İmralı Notları'ndan biliyoruz ki, Öcalan, HDP'nin adaylarının Kandil tarafından belirlenmesinden duyduğu rahatsızlığı zaman zaman dile getirdi.

Demirtaş'ın da aday belirleme süreçlerindeki silah gölgesinden rahatsızlığı bilinen bir durum.

Yeni süreçte Kandil'in kendini feshetmesinin ne kadar önemli olduğunu anlamak açısından bunu özellikle yazdım.

Demirtaş, Öcalan'ın liderliğini sorgulayan bir portre değil ama farklı düşündüğü zaman bunu dile getirmekten de geri durmuyor.

Süreç konusunda öncelik sıralamalarında farklılıkları var ama diğer yandan HDP eski Milletvekili Ahmet Yıldırım'ın 2025'in başında Edirne'ye ziyaretinden sonra Demirtaş'ın dışarıya taşıdığı 'Kendisinden beklentilerin çok ötesinde bir rol oynayabileceği" mesajı da var.
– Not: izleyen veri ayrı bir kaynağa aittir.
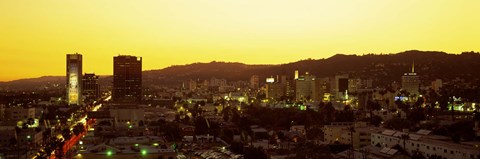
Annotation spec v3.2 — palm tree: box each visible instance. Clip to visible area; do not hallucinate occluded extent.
[400,134,410,159]
[348,125,355,158]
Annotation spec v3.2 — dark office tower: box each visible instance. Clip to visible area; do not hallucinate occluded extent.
[82,73,100,102]
[67,53,82,105]
[112,55,142,103]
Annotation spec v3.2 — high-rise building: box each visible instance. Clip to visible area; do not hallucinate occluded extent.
[295,72,315,100]
[82,73,100,102]
[330,74,348,100]
[66,53,82,105]
[112,55,142,103]
[402,63,420,95]
[250,75,260,89]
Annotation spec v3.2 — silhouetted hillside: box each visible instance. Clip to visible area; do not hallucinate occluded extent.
[0,50,480,88]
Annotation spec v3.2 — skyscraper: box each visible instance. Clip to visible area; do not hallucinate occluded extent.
[112,55,142,103]
[82,73,100,102]
[67,53,82,105]
[402,63,420,95]
[250,75,260,89]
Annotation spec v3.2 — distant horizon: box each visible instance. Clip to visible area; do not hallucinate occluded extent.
[0,0,480,81]
[0,49,480,82]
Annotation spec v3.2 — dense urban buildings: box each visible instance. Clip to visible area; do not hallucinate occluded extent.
[112,55,142,103]
[82,73,100,101]
[66,53,83,105]
[0,52,480,159]
[402,64,420,95]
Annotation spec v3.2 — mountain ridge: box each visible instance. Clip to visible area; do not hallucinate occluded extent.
[0,50,480,89]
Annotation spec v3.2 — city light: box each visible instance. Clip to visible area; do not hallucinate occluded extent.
[107,150,113,156]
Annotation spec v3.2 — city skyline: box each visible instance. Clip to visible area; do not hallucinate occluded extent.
[0,0,480,81]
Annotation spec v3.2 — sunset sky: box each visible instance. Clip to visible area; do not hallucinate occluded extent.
[0,0,480,81]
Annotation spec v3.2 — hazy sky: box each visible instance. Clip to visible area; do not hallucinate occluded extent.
[0,0,480,81]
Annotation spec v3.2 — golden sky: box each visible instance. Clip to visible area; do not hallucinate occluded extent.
[0,0,480,81]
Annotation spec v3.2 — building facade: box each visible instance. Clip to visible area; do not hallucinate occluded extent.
[402,65,420,95]
[66,53,82,105]
[82,73,100,101]
[371,130,480,159]
[112,55,142,103]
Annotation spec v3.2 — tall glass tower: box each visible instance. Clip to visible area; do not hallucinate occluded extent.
[67,53,82,105]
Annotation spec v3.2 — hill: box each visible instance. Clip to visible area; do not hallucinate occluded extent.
[0,50,480,89]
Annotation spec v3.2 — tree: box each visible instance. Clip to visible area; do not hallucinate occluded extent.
[370,115,383,127]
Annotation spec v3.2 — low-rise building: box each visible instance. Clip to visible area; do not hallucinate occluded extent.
[371,130,480,159]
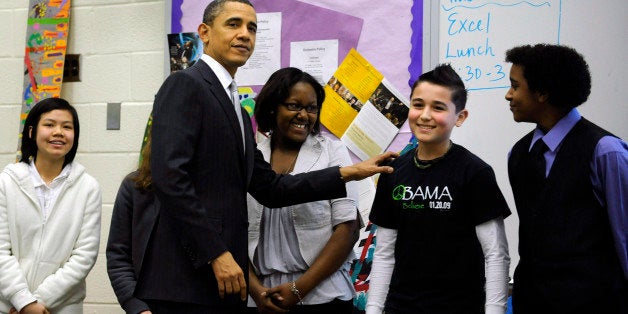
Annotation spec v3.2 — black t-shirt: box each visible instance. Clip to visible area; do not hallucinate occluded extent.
[370,144,510,313]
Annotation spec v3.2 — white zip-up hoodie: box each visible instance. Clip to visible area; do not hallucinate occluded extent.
[0,162,102,314]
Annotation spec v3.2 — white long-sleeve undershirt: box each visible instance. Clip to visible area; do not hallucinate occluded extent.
[366,217,510,314]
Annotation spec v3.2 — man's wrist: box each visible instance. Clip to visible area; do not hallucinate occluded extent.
[290,281,303,305]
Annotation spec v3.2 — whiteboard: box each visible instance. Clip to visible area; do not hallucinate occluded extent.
[424,0,628,276]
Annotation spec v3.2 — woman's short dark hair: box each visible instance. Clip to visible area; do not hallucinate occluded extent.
[20,98,80,166]
[255,67,325,134]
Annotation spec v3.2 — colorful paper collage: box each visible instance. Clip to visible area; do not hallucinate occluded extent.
[18,0,71,156]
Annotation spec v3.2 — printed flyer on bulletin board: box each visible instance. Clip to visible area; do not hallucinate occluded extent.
[321,49,409,160]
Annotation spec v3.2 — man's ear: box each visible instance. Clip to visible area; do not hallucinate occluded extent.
[197,23,209,46]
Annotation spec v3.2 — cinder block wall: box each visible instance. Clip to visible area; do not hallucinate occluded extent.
[0,0,166,313]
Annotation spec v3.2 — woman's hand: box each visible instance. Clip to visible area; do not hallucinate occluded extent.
[17,301,50,314]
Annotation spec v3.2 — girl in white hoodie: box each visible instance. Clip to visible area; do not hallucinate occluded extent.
[0,98,101,314]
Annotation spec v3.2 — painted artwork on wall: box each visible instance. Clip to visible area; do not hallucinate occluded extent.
[18,0,71,158]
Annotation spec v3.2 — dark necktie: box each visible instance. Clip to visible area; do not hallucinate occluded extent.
[229,80,246,147]
[530,139,549,181]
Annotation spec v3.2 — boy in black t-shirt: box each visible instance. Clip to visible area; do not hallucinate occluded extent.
[366,65,510,314]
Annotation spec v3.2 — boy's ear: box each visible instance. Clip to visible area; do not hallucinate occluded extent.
[456,109,469,127]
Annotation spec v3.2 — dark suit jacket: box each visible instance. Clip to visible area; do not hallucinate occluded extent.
[145,60,346,307]
[107,172,159,314]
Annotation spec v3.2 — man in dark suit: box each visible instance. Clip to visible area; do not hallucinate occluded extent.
[144,0,394,313]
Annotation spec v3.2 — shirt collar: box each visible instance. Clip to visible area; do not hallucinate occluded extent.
[201,53,233,90]
[28,161,72,188]
[529,108,581,151]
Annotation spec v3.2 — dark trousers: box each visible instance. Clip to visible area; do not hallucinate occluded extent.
[247,299,353,314]
[143,300,246,314]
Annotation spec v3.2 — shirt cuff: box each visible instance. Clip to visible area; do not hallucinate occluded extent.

Demirtaş dışarıya çıkarsa hangi rolü üstlenecek bunu birlikte göreceğiz.

***

Yıllarca birçok ülkeyle iş birliği yapan, Suriye'den çıktıktan sonra Yunanistan Genelkurmay Başkanı'nın yazlığında konuk edilen Öcalan bugün sorunu kimseyi karıştırmadan Ankara ile çözmek istiyor.